Colletotrichum truncatum

Scientific classification
- Domain: Eukaryota
- Kingdom: Fungi
- Division: Ascomycota
- Class: Sordariomycetes
- Order: Glomerellales
- Family: Glomerellaceae
- Genus: Colletotrichum
- Species: C. truncatum
- Binomial name: Colletotrichum truncatum (Schwein.) Andrus & W.D. Moore, (1935)
- Synonyms: Colletotrichum dematium f. truncatum (Schwein.) Arx [as 'truncata'], (1957) Vermicularia truncata Schwein.

= Colletotrichum truncatum =

- Genus: Colletotrichum
- Species: truncatum
- Authority: (Schwein.) Andrus & W.D. Moore, (1935)
- Synonyms: Colletotrichum dematium f. truncatum (Schwein.) Arx [as 'truncata'], (1957), Vermicularia truncata Schwein.

Species of fungus

Colletotrichum truncatum is a fungal species and plant pathogen on soybeans.

They are endophytic on Euphorbia hirta with another plant pathogen Uromyces euphorbiae (in the Pucciniaceae family and Pucciniales order).

== Symptoms ==
Symptoms appear as dark red to black lesions on the lower surface of the leaves. They appear as sunken lesions surrounded by a raised brown-black border on the pods, petioles and stems.

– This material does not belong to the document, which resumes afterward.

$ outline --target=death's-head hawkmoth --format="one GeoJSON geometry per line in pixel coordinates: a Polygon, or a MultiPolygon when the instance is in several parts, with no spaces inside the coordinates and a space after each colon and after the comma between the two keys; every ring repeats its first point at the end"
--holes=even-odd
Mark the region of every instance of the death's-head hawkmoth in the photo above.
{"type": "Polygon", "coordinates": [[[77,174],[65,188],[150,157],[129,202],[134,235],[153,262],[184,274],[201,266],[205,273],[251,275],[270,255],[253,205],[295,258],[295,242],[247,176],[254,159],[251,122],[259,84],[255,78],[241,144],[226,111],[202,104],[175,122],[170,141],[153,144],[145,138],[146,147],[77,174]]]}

Very small black fruiting bodies of the fungus are usually visible in older lesions.

Other symptoms include shedding of leaves, flower and pod abortion.

Infected seeds appear discoloured with brown or grey staining or dark flecks.

== Management ==
Partners of the CABI-led programme, Plantwise including LUANAR recommend using certified, disease-free seed. If using saved seed, they recommend selecting seeds which are not shriveled mouldy or discoloured. They also recommend rotating soybean with cereals such as maize and sorghum every 2–3 seasons and remove any diseased crop residue and bury any remaining material.